Sorry, this product is unavailable.
Check back soon!
GOOD FOOD AWARD
FINALIST FOR 2015!
It's a
simple idea, really. What if apple cider vinegar were made slowly, with care,
using only the best apples, instead of an industrial process invented to use up
the worst of the rotten apples? That is what we've done, and we now have a
small amount of our apple cider vinegar from our 2013 harvest to share with
Good Eggs customers.
There
is nothing fast or easy about how we make our apple cider vinegar on our
organic farm in Sebastopol. We press the juice for it by hand on a wooden
press, using only hand-picked, sound, organic apples (compared to industry regulations, which state that any apple less than 50% rotten can be used). It takes us three
bushels, or 120 pounds, of apples to get 5 gallons of juice on our press -- one
third the production of a commercial hydraulic press. But our apple juice is
vibrant, complex and alive. We immediately ferment the juice in 5-gallon
carboys, turning it into hard cider. When the cider is ready (and it's
delicious!), we decant the carboys into French oak wine barrels.
And
then we wait. And wait. And wait.
Slowly,
the hard cider goes through another fermentation. A thick layer of vinegar
mother, white and rubbery, develops on the surface of the cider. Over the
course of months, the flavors begin to coalesce and sharpen. It takes a year,
or more, to be right. When it's ready, our apple cider vinegar emotes both
smoky tannins at the bottom and floral notes at the top. We bottle it right out
of the barrel, no filtration, no pasteurization, no dilution with water.
The
vinegar that we're offering comes from our 2013 harvest. We only had a total of
six barrels of juice when the season ended, and we're only releasing three barrels now. When it's
gone, it's gone. We're fermenting more juice now, but it won't be ready until
December 2015, if all goes right.
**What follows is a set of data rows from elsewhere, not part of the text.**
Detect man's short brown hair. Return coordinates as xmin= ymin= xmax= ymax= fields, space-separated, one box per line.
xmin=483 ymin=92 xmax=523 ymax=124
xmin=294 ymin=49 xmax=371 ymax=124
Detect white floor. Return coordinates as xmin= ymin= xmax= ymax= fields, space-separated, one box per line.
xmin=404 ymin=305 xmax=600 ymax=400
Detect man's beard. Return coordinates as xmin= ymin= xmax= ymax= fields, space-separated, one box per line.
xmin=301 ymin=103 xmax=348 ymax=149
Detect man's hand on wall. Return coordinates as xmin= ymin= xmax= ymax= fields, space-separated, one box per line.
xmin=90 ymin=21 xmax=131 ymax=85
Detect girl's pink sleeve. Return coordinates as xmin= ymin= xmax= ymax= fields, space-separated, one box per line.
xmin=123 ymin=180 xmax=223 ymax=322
We are selling the vinegar at the Ferry Plaza Farmers' Market on Saturdays and through Good Eggs -- nowhere else!
We use
our apple cider vinegar in salad dressings, in sautees, in bone broths, and
just drinking straight. We use it in any recipe that calls for white wine
vinegar. We also a few spoonfuls of apple cider vinegar to sparkling water --
it tastes remarkably like kombucha, at a fraction of the price.
Over
time, a layer of vinegar mother will develop in the bottom of the bottle. This
is a good thing! You can use the vinegar mother to inoculate other fermented
things, like wine, to create other vinegar. And being a live product, the
vinegar will change in flavor over time. The first year we made apple cider
vinegar was 2009, and that vinegar now tastes like a mellow sherry, rather than
the full, exuberant richness of our latest vintage.